Open iddev5 opened 3 years ago
Pretty much any change beyond this point would require some help from Jakub. I will ask him soon. Anyways, valid symbol tables are generated for simple linux (elf) and mac (macho) archives. Need more testing on a bit larger projects.
FreeBSD seemed to follow GNU format completely, tested FreeBSD 12 on QEMU.
This PR is practically complete. They are of course places for optimization, improvements and edge cases, but they can be solved later as per found/needed.
Both reading and writing parts also handle symbols different way. In reading, symbols are on archive level, in writing symbols are added to the file itself. Its debatable which is better/needs testings.
Can you make please make a PR? Happy to help with resolving differences in how symbols are handled.
Coff symbols is being worked at coff-sym branch.
Also submitted the coff parser as a PR to zld.
Just realised that this is missing bitcode files (the primary use case for llvm-ar), is this something that you would like me to look at?
Bitcode files?
Anyways feel free to do that, I m a bit busy these days, can't say when I can contribute back in my full capacity.
OK, I might be a tad more bullish about touching more of the code base to get features completed until then if I have the time this coming week. Hope all is going well with you !
Just updated the coff-sym branch and rebased. Should be okay to merge now.
Anyways, I am not sure what you mean by bitcode files?
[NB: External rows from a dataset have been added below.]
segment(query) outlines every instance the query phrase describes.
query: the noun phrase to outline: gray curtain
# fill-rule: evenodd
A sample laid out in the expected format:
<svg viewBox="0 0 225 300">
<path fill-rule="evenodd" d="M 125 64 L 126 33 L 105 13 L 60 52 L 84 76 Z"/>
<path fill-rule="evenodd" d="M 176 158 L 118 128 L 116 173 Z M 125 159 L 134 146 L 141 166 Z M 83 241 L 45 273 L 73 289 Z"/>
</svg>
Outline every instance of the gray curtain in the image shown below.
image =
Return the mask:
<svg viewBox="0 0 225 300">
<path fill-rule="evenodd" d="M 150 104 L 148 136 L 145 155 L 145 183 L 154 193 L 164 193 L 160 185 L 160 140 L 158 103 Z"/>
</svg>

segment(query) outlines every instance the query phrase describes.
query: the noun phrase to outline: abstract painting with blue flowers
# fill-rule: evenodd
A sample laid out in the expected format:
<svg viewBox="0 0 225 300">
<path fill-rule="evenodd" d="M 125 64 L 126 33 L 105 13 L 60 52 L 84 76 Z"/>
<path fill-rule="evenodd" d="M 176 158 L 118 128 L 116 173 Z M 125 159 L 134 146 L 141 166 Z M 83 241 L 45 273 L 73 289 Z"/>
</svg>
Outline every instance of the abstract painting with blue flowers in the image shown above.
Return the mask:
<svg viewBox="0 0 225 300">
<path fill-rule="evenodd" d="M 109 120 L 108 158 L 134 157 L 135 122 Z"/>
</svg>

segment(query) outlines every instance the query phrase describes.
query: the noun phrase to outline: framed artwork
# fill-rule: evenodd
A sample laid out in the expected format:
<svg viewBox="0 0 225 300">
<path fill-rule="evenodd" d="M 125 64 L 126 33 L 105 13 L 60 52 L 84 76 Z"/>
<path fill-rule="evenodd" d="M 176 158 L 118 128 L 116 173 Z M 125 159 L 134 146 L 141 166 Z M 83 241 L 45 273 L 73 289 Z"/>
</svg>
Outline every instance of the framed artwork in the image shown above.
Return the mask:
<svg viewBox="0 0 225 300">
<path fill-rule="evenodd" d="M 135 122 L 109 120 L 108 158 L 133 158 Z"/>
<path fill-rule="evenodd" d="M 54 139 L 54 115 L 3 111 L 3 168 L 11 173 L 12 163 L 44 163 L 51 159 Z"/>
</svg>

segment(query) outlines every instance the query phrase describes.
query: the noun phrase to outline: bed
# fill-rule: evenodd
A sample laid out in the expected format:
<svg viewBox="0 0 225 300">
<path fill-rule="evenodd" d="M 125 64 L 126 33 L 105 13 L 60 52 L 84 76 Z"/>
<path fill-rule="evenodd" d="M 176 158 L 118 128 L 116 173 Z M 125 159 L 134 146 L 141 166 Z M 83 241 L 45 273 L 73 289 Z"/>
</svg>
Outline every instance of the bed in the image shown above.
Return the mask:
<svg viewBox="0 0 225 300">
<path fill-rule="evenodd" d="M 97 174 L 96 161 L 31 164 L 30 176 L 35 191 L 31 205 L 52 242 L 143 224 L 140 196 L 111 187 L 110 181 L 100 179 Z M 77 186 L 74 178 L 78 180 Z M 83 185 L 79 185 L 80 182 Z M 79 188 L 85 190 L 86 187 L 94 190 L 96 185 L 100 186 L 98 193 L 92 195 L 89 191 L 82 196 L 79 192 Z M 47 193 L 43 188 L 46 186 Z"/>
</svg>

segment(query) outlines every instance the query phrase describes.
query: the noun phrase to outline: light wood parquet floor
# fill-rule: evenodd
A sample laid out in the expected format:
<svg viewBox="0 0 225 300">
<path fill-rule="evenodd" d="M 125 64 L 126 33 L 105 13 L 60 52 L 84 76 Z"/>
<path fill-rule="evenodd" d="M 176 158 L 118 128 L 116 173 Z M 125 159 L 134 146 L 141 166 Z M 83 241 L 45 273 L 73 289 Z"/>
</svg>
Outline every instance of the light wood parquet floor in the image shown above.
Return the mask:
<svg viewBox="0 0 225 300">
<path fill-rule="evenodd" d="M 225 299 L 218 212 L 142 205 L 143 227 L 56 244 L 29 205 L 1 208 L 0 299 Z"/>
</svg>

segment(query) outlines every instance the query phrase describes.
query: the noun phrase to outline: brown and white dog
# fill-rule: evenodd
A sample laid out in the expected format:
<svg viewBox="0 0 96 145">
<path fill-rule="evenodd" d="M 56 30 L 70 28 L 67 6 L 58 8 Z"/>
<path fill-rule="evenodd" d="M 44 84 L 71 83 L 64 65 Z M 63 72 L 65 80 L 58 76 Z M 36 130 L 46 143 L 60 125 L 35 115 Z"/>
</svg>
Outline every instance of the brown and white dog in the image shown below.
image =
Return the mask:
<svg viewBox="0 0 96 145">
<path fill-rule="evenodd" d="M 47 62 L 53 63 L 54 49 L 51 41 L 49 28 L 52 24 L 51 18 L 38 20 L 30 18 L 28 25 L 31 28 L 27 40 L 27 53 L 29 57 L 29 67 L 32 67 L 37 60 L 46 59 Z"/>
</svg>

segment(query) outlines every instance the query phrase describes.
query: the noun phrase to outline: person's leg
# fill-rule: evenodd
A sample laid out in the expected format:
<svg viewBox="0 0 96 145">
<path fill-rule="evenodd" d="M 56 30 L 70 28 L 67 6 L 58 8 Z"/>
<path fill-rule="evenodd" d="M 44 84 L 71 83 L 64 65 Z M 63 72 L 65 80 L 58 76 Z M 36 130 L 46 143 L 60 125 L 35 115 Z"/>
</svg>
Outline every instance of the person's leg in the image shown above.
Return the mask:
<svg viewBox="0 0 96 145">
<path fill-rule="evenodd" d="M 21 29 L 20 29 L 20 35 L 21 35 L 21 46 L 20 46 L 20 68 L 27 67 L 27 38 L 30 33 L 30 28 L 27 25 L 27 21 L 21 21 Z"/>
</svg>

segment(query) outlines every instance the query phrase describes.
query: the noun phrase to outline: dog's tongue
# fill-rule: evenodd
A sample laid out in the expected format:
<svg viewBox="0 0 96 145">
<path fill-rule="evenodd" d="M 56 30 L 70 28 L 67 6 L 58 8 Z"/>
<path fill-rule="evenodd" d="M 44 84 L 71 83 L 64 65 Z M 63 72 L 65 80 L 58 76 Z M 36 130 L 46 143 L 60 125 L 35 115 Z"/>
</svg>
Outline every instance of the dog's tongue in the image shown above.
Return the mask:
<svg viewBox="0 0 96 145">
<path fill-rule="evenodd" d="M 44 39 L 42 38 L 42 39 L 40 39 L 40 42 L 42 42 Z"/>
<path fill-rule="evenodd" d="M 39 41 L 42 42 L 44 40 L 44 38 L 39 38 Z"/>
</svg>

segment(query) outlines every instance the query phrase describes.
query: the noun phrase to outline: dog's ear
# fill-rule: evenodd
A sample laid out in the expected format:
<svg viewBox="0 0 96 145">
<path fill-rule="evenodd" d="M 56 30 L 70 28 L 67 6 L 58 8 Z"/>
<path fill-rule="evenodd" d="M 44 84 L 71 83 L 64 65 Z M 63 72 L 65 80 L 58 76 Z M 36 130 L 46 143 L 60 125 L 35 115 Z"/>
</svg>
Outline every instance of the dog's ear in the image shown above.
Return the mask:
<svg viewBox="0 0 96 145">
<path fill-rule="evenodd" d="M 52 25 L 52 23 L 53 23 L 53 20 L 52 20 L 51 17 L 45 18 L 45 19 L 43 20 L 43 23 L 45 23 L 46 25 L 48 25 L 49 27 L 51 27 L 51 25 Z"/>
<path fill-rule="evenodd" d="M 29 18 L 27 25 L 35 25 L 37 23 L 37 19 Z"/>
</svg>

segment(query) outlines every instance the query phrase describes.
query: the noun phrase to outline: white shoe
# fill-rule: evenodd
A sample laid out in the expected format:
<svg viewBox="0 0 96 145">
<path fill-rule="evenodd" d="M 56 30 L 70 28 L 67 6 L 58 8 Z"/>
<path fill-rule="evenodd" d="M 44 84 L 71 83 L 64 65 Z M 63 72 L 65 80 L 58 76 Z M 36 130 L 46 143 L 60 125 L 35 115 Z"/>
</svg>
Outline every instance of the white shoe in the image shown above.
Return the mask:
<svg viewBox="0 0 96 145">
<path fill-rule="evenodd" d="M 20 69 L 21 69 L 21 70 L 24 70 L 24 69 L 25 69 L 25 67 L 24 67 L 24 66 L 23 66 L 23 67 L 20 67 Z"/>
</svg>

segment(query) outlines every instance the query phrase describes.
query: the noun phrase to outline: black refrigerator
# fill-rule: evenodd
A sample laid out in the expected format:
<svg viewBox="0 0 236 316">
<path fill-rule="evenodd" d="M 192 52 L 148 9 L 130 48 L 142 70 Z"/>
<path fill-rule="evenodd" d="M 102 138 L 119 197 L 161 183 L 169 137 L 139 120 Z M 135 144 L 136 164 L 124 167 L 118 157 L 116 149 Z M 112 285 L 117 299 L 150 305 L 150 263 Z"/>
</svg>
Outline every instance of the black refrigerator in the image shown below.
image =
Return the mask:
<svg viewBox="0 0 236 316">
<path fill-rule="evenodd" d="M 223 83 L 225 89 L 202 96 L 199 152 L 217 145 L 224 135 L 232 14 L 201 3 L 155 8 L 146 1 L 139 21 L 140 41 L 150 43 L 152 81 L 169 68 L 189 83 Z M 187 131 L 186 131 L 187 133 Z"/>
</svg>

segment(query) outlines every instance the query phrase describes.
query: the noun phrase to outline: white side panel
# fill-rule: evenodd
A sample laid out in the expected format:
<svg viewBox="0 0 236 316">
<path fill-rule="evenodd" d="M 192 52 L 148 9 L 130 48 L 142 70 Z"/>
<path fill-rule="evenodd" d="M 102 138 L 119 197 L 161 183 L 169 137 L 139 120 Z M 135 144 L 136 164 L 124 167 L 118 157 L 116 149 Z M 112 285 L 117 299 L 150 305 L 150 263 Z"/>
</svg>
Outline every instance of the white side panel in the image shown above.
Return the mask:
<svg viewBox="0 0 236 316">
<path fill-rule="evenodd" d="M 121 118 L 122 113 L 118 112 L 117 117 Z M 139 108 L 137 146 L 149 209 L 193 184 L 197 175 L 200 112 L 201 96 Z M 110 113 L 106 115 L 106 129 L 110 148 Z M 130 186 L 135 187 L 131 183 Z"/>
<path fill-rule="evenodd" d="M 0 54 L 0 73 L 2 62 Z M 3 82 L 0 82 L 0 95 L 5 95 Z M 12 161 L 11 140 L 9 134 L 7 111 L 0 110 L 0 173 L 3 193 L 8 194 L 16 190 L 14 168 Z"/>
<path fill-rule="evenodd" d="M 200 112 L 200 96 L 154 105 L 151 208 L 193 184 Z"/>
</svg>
Oh sorry, llvm IR basically (an encoding of it) https://llvm.org/docs/BitCodeFormat.html
It’s an important use case so we will need to support it.
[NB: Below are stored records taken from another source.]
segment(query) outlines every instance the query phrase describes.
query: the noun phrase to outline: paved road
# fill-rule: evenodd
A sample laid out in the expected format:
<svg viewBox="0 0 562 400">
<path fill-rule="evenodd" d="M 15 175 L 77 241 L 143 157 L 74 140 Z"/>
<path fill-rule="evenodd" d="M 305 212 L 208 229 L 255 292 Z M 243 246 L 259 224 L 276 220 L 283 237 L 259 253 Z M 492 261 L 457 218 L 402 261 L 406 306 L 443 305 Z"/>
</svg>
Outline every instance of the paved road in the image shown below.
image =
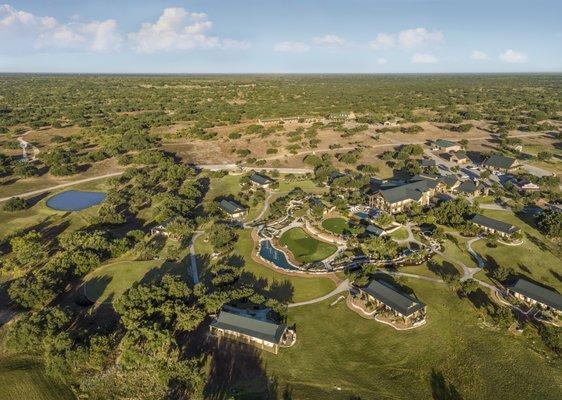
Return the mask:
<svg viewBox="0 0 562 400">
<path fill-rule="evenodd" d="M 191 243 L 189 244 L 189 253 L 191 257 L 191 278 L 193 279 L 193 284 L 197 285 L 199 283 L 199 271 L 197 270 L 197 255 L 195 254 L 195 241 L 199 236 L 203 234 L 203 231 L 195 231 L 193 237 L 191 238 Z"/>
<path fill-rule="evenodd" d="M 259 169 L 259 170 L 271 170 L 271 171 L 276 170 L 276 171 L 279 171 L 280 173 L 283 173 L 283 174 L 305 174 L 305 173 L 313 172 L 311 169 L 308 169 L 308 168 L 250 168 L 250 167 L 244 167 L 244 168 L 240 169 L 236 164 L 201 164 L 201 165 L 196 165 L 196 167 L 200 168 L 200 169 L 210 170 L 210 171 L 219 171 L 219 170 L 221 170 L 221 171 L 240 171 L 240 170 L 250 171 L 252 169 Z M 3 202 L 3 201 L 9 200 L 12 197 L 35 196 L 35 195 L 38 195 L 38 194 L 41 194 L 41 193 L 50 192 L 51 190 L 62 189 L 62 188 L 74 186 L 74 185 L 80 185 L 82 183 L 93 182 L 93 181 L 97 181 L 97 180 L 105 179 L 105 178 L 112 178 L 114 176 L 123 175 L 123 173 L 124 173 L 124 171 L 111 172 L 111 173 L 104 174 L 104 175 L 92 176 L 90 178 L 78 179 L 78 180 L 72 181 L 72 182 L 66 182 L 66 183 L 61 183 L 59 185 L 49 186 L 49 187 L 44 188 L 44 189 L 33 190 L 31 192 L 18 193 L 18 194 L 14 194 L 13 196 L 0 198 L 0 203 Z"/>
<path fill-rule="evenodd" d="M 349 284 L 349 279 L 346 279 L 345 281 L 340 283 L 334 290 L 332 290 L 328 294 L 325 294 L 324 296 L 320 296 L 308 301 L 301 301 L 300 303 L 291 303 L 287 307 L 292 308 L 292 307 L 306 306 L 308 304 L 320 303 L 321 301 L 327 300 L 330 297 L 335 296 L 336 294 L 347 292 L 350 288 L 351 285 Z"/>
</svg>

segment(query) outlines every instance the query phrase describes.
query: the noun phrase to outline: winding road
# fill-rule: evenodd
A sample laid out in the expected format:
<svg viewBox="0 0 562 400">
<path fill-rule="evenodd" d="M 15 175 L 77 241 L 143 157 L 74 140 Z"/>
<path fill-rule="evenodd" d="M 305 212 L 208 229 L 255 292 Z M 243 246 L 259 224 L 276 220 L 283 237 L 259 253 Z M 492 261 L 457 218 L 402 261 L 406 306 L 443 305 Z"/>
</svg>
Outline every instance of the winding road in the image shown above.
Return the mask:
<svg viewBox="0 0 562 400">
<path fill-rule="evenodd" d="M 191 257 L 191 278 L 193 279 L 193 284 L 197 285 L 199 283 L 199 271 L 197 270 L 197 255 L 195 254 L 195 241 L 199 236 L 201 236 L 203 231 L 195 231 L 193 237 L 191 238 L 191 243 L 189 244 L 189 253 Z"/>
<path fill-rule="evenodd" d="M 347 292 L 349 289 L 351 289 L 351 284 L 349 283 L 349 279 L 346 279 L 345 281 L 340 283 L 334 290 L 332 290 L 328 294 L 325 294 L 324 296 L 320 296 L 312 300 L 301 301 L 299 303 L 290 303 L 287 305 L 287 307 L 293 308 L 293 307 L 306 306 L 314 303 L 320 303 L 321 301 L 327 300 L 330 297 L 335 296 L 336 294 Z"/>
</svg>

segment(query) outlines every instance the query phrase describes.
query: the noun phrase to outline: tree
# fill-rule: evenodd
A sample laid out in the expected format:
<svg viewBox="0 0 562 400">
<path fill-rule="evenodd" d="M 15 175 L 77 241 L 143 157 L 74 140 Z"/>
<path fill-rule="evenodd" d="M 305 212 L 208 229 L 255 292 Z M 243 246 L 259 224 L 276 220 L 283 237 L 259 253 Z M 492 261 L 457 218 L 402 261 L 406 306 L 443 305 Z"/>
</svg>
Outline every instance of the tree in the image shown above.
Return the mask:
<svg viewBox="0 0 562 400">
<path fill-rule="evenodd" d="M 229 251 L 238 239 L 238 234 L 231 226 L 224 223 L 215 223 L 208 233 L 209 242 L 217 253 Z"/>
<path fill-rule="evenodd" d="M 27 208 L 27 202 L 21 197 L 12 197 L 4 203 L 4 211 L 21 211 Z"/>
<path fill-rule="evenodd" d="M 465 295 L 468 296 L 471 293 L 476 292 L 480 288 L 478 282 L 474 279 L 467 279 L 466 281 L 461 282 L 460 290 Z"/>
<path fill-rule="evenodd" d="M 562 212 L 555 210 L 544 210 L 537 216 L 539 230 L 551 238 L 562 237 Z"/>
<path fill-rule="evenodd" d="M 553 157 L 552 152 L 550 151 L 539 151 L 537 153 L 537 159 L 540 161 L 548 161 Z"/>
<path fill-rule="evenodd" d="M 23 264 L 36 265 L 47 256 L 47 246 L 43 238 L 36 231 L 30 231 L 23 236 L 16 236 L 10 240 L 12 252 Z"/>
</svg>

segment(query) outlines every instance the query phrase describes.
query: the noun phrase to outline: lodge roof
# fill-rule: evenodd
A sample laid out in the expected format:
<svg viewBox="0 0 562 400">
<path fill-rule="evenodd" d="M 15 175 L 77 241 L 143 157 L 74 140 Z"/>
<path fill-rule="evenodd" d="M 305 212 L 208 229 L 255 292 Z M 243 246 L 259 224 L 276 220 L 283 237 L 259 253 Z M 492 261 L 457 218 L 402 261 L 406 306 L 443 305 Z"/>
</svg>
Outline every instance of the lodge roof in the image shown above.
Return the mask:
<svg viewBox="0 0 562 400">
<path fill-rule="evenodd" d="M 493 229 L 498 232 L 502 232 L 508 235 L 515 233 L 519 230 L 518 227 L 508 224 L 503 221 L 498 221 L 497 219 L 493 219 L 490 217 L 486 217 L 485 215 L 476 214 L 472 217 L 471 222 L 486 227 L 488 229 Z"/>
<path fill-rule="evenodd" d="M 217 329 L 238 332 L 270 343 L 279 343 L 287 329 L 287 326 L 283 324 L 276 324 L 249 315 L 240 315 L 224 310 L 211 323 L 211 326 Z"/>
<path fill-rule="evenodd" d="M 411 298 L 384 281 L 373 279 L 361 290 L 405 317 L 425 307 L 422 302 Z"/>
<path fill-rule="evenodd" d="M 457 190 L 459 192 L 462 193 L 466 193 L 466 194 L 473 194 L 474 192 L 476 192 L 478 190 L 478 185 L 476 185 L 476 183 L 474 183 L 471 180 L 466 180 L 463 181 L 459 187 L 457 188 Z"/>
<path fill-rule="evenodd" d="M 498 169 L 509 169 L 515 163 L 515 158 L 513 157 L 505 157 L 500 154 L 494 154 L 486 161 L 484 161 L 483 165 L 486 167 L 498 168 Z"/>
<path fill-rule="evenodd" d="M 418 180 L 396 186 L 390 189 L 380 190 L 379 193 L 390 204 L 404 200 L 419 200 L 423 194 L 435 189 L 438 181 L 420 177 Z"/>
<path fill-rule="evenodd" d="M 562 295 L 560 293 L 546 289 L 522 278 L 519 278 L 513 285 L 507 288 L 512 292 L 522 294 L 539 303 L 562 311 Z"/>
</svg>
Right that makes sense. To my knowledge, llvm IR was stored in native object formats, and even though I haven't tested, I expect them to have a symbol table, in which case current implementations would work. But since you mentioned this link, and after briefly checking it, there seems to be another format, need to do more research on how it works and then make an object parser for it.
Cheers, let me know if you do get onto this becuase otherwise I might do. It also might be worth liasing with Jakub if you do so becuase the linker needs bitcode parsing as well and it hasn't been implemented there yet either - so the work could be transferrable.
Yeah thats a great idea, though I am unsure where to integrate it (ofcouse Jakub would know)
On the other hand, I just now started some work on sorted symbol table: writing/sorted-table
@moosichu I am a bit lost right now. It seems that native mach archives (the ones in test/data/test5) are generated quite a bit differently in that they are in non-deterministic mode by default. Did you used any additional flags or my assumption is correct?
If so, I wonder how to deal with, like maybe create a new ArchiveType darwin
which is basically bsd + U flag + sorted table and other minor differences, and then have it as default type on MacOS?
Also, it seems that sorted table implementation works fine. I have enabled it by default on all types and OS as it is harmless.
It should only be considered as a test case for parsing. It's a native archive, i.e. one generated by the native OS archived on Darwin. Not LLVM ar.
Oh well that's great then. I will wrap up everything soon then.
POC at ranlib branch for elf files (gnu format only) right now. It uses object parsing code from zld directly with minimal changes to compile without unneeded files, but maintains compatibility with upstream zld.
[x] ELF symbols
[x] MachO symbols
[x] PE/COFF symbols
(currently blocked by missing upstream support from zig/zld)[X] GNU & Thin format
[X] GNU64 format
[x] BSD format
[x] Darwin (BSD64) format (llvm doesn't seem to support this format)
[ ] Microsoft ECOFF extended sorted symbol table (DELAYED)
[x]
FreeBSD style archives with GNU symbol table but BSD string format (but does this even exists?)(not needed, see below)[ ] LLVM bitcode object file symbols
[x] Support sorted symbol table
BSD and Darwin formats(Availble for all)[ ] Investigate consequences of not having a symbol table in darwin (32 and 64)